Esta extrema carência de tantas traduções que, à excepção das quatro ou cinco melhores, não me foram submetidas, não quer dizer que este livro seja mais difícil de compreender que qualquer outro que tenha alguma vez realmente merecido ser escrito. Este tratamento não é só particularmente reservado às obras subversivas, porque neste caso os falsificadores pelo menos não têm a recear ser citados pelo autor perante os tribunais; ou porque a inépcia acrescentada ao texto favorecerá muito pouco as veleidades de refutação pelos ideólogos burgueses ou burocráticos. Não podemos esquecer-nos de constatar que a grande maioria das traduções publicadas nos últimos anos, seja em que país for, e mesmo quando se trata de clássicos, são tratadas da mesma maneira. O trabalho intelectual assalariado tende normalmente a seguir a lei da produção industrial da decadência, onde o lucro do empresário depende da rapidez da execução e da má qualidade do material utilizado. Esta produção, tão arrogantemente libertada de toda a aparência de atenção pelo gosto do público, desde que, concentrada financeiramente e, portanto, melhor equipada tecnologicamente, detém em monopólio, em todo o espaço do mercado, a presença não qualitativa da oferta, pôde especular com uma audácia crescente sobre a submissão forçada da procura, e sobre a perda do gosto que dela é momentaneamente a consequência na massa da sua clientela. Quer se trate de uma casa, da carne de vaca, ou do fruto do espírito ignorante dum tradutor, a consideração que se impõe soberanamente é que, de ora avante, se pode obter mais depressa a menor custo aquilo que antes exigia bastante tempo de trabalho qualificado. É bem verdade, de resto, que os tradutores têm poucas razões para preocupar-se sobre o sentido de um livro, e sobretudo em aprender primeiramente a língua em questão, quando quase todos os autores actuais escreveram, eles próprios, com uma pressa tão manifesta, livros que vão passar de moda num tempo tão breve. Porquê traduzir bem aquilo que já era inútil escrever, e que não será lido? É por este lado da sua harmonia especial que o sistema espectacular é perfeito; ele desmorona-se por outros lados.

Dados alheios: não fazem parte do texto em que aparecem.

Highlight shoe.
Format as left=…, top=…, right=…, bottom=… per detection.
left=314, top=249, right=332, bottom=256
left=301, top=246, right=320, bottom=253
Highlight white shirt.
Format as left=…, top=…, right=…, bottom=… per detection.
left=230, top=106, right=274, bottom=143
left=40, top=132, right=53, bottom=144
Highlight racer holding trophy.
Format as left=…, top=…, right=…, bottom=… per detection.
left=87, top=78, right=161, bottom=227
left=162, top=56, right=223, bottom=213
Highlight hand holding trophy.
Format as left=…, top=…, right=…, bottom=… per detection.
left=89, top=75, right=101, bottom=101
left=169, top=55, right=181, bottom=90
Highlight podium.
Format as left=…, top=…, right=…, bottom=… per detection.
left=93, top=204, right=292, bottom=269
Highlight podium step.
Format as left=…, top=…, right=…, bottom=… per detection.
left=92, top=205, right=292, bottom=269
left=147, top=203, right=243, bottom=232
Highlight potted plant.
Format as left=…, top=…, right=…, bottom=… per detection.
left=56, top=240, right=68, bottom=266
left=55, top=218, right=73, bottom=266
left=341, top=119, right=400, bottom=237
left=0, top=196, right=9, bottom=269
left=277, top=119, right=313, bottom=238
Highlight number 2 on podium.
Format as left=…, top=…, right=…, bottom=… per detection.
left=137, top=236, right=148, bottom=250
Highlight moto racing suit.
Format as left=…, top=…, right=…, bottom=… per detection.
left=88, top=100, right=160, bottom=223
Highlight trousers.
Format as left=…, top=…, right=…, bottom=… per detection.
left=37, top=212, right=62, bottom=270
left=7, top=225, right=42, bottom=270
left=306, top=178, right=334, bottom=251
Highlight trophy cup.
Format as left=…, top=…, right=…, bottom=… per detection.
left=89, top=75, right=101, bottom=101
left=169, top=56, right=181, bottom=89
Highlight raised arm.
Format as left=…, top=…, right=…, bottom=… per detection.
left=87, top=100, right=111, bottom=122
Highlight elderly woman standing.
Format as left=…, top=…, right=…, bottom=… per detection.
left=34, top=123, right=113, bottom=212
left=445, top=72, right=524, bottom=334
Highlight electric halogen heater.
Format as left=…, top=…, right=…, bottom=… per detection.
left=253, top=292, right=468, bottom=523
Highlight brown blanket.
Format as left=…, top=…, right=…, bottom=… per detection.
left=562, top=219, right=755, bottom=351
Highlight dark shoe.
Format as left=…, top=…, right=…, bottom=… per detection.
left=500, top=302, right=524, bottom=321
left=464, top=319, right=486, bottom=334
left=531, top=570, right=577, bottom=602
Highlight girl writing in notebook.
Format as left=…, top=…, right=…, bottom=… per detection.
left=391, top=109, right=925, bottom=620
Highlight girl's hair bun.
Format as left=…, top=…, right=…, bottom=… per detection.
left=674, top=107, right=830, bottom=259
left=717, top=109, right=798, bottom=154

Entretanto, esta prática corrente da maior parte dos editores não se adapta no caso de A Sociedade do Espectáculo, que interessa a um outro público, para um outro uso. Existem, de uma maneira claramente mais nítida que outrora, diversos tipos de livros. Muitos não chegam sequer a ser abertos; e poucos são recopiados nas paredes. Estes últimos obtêm precisamente a sua popularidade, e o seu poder de convicção, do facto de que as instâncias desprezadas do espectáculo não falam deles, ou apenas dizem algumas trivialidades de passagem. Os indivíduos que deverão jogar as suas vidas a partir de uma descrição certa das forças históricas e do seu uso têm, certamente, desejo de examinarem eles próprios os documentos através de traduções rigorosamente exactas. Sem dúvida, nas condições presentes de produção super-multiplicada e de difusão super-concentrada de livros, os títulos, na quase-totalidade, só conhecem o êxito ou mais frequentemente o inêxito, durante algumas semanas após o seu lançamento. O que aparece da edição actual assenta nisto a sua política do arbitrário apressado e do facto consumado, que convém bastante aos livros de que apenas se falará, e de qualquer maneira, uma só vez. Este privilégio falha aqui, e é complemente vão traduzir o meu livro à pressa, já que a tarefa será sempre recomeçada por outros; e as más traduções serão incessantemente suplantadas por melhores.

Um jornalista francês, que, recentemente, redigiu um espesso volume, anunciado como próprio para renovar todo o debate de ideias, alguns meses depois, explicava o seu falhanço pelo facto de que Ihe teriam faltado leitores, mais que faltado ideias. Declarava, portanto, que estamos numa sociedade onde não se lê; e que se Marx publicasse hoje O Capital, iria uma noite explicar as suas intenções numa emissão literária da televisão, e no dia seguinte já não se falava disso. Este ridículo erro cheira mesmo ao seu meio de origem. Evidentemente, se alguém publica nos nossos dias um verdadeiro livro de crítica social, abster-se-á certamente de ir à televisão, ou aos outros colóquios do mesmo género; de tal modo que, dez ou vinte anos depois, ainda se falará dele.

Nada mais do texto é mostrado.